À l’arrivée à l’aéroport de Cuiabá, nous nous sommes pourtant aussitôt décidés : nous louerions une voiture, avant de rejoindre l’hôtel que nous avions réservé et de partir au plus vite à l’aventure. Malheureusement, un individu nous aborde, qui se présente comme guide pour une agence, et qui nous déconseille fortement un tel projet. La Transpantanéira, la route que nous comptons prendre, est inondée, impraticable pour une petite voiture – mais pas pour son bus, avec lequel il nous emmènera volontiers. Ce qu’il dit est peut-être vrai, car la plaine paraissait en effet bien inondée, mais il nous faut d’autres renseignements plus fiables. Nous tentons de nous renseigner auprès des loueurs et de différentes personnes, mais cet individu nous devance, s’adresse à notre place aux Brésiliens et, nous coupant le renseignement sous le pied, souffle les réponses qui l’arrangent. Son comportement devient exaspérant, aussi finissons-nous par renoncer à louer notre voiture et nous rendons directement à l’hôtel, où il devrait être possible d’obtenir des renseignements. Nous aviserons ensuite.
La ville ressemble à Belém, en plus riche : toujours ces rues rectilignes, ces immeubles aux couleurs criardes, ces façades fatiguées… Tout semble fermé, car c’est jour férié pour la grande fête de Cuiabá. Arrivés à l’hôtel, où d’autres guides nous abordent avec courtoisie et sans insister, nous comprenons que notre gêneur a eu le culot de téléphoner pour annoncer notre arrivée : quatre Français qui, les malheureux, veulent louer une voiture au lieu d’emprunter son mini-bus ! Nous pouvons enfin nous laver, et nous renseigner en téléphonant à la poussada Rio Claro, au PK 49 de la Transpantanéira, que nous comptions rejoindre : d’après eux, la route est praticable.
Le temps de nous changer et d’observer un peu, à la fenêtre, ce paysage urbain qui est apparemment celui de tous les hôtels de toutes les grandes villes du Brésil (volée de moineaux domestiques au-dessus des terrasses grises), nous repartons manger dans un petit restaurant au kilo, puis retournons à l’aéroport louer la voiture dont nous avons besoin : une Volkswagen « Gol » trois portes en bon état. Nous faisons quelques courses dans un immense hangar où s’alignent des kilomètres de canettes de bière « Skôl » entassées jusqu’au plafond. Au détour d’une rue, voici un bus qui s’est littéralement encastré en se soulevant dans la façade d’un immeuble : on regarde, perplexe, l’invraisemblable accident, qui illustre assez bien les problèmes rencontrés par les Brésiliens désireux d’emprunter les transports en commun…

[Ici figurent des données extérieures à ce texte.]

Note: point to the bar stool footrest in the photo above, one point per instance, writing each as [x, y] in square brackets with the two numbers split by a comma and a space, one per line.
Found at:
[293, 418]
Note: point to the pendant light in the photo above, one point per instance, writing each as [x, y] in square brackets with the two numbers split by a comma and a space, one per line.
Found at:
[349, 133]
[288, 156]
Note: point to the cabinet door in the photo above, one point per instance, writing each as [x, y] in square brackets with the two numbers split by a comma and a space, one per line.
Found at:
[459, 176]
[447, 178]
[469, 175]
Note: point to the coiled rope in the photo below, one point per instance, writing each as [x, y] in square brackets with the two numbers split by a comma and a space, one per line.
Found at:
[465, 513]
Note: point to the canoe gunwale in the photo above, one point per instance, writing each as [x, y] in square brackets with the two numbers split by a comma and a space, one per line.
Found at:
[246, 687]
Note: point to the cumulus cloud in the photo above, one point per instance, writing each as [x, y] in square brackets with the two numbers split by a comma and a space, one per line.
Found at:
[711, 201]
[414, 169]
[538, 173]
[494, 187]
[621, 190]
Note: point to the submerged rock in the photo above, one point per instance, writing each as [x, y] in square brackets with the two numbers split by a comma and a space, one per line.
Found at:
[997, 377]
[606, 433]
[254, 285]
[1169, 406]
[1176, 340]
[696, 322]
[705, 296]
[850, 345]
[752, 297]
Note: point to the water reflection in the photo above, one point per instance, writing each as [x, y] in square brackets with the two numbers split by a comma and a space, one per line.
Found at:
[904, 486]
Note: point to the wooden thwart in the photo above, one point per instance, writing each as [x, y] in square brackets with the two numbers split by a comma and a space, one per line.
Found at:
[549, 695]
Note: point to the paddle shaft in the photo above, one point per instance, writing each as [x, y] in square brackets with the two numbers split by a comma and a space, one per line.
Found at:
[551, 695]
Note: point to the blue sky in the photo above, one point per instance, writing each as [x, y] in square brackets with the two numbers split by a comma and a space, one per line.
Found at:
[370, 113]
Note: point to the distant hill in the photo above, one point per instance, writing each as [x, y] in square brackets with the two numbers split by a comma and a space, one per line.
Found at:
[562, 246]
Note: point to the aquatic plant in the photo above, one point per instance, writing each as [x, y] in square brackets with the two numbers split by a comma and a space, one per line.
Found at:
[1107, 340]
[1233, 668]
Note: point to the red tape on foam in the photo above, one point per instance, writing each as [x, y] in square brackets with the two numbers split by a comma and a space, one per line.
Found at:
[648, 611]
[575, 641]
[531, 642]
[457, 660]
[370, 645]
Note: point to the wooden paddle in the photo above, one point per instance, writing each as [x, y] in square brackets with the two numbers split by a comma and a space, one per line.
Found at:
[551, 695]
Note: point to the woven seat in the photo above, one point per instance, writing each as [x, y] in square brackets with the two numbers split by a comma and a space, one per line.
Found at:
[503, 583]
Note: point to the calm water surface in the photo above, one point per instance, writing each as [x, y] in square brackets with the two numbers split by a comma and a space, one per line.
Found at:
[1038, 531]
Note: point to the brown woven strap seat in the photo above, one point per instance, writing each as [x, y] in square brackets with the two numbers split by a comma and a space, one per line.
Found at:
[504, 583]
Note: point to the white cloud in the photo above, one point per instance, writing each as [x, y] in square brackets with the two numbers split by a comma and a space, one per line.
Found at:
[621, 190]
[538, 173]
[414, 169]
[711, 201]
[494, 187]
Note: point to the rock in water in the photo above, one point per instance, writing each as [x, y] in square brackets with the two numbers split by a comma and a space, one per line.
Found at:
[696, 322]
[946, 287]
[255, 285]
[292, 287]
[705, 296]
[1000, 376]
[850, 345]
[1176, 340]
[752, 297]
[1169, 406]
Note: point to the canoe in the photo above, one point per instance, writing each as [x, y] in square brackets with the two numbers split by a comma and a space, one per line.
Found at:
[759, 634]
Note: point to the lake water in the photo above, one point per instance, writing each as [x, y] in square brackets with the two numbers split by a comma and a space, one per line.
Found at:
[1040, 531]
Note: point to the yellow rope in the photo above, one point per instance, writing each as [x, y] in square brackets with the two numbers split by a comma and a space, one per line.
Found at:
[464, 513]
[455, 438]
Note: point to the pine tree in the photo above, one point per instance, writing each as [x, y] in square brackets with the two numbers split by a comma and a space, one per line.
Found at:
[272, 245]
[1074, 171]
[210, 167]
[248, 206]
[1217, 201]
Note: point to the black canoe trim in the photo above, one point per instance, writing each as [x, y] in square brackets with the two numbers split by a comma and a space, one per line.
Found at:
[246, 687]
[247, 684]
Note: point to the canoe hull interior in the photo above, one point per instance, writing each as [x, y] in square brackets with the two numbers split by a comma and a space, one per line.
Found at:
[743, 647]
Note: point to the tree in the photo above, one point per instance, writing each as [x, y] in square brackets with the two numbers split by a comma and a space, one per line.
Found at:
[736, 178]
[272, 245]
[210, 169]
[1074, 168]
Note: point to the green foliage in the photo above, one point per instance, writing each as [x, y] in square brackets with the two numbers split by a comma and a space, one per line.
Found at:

Retour à l’hôtel. Malgré son nom, ce n’est pas un « palace », mais un hôtel propre et totalement dépourvu de charme et de personnalité. On prépare l’excursion du lendemain au Parc National Chapada dos Guimaraes, une sorte de mise en bouche avant le grand repas pantanaléique : à soixante kilomètres de la ville, un paysage de grand canyon, sur un haut-plateau qui marque la frontière avec l’Amazonie. L’air y est plus frais (la température en ville cet après-midi était tout de même de 37°) et il y a, parait-il, une chute d’eau impressionnante…
Pour l’heure, les images de Cuiabá défilent dans la tête et sur le petit écran du téléviseur. On digèrera toute la nuit.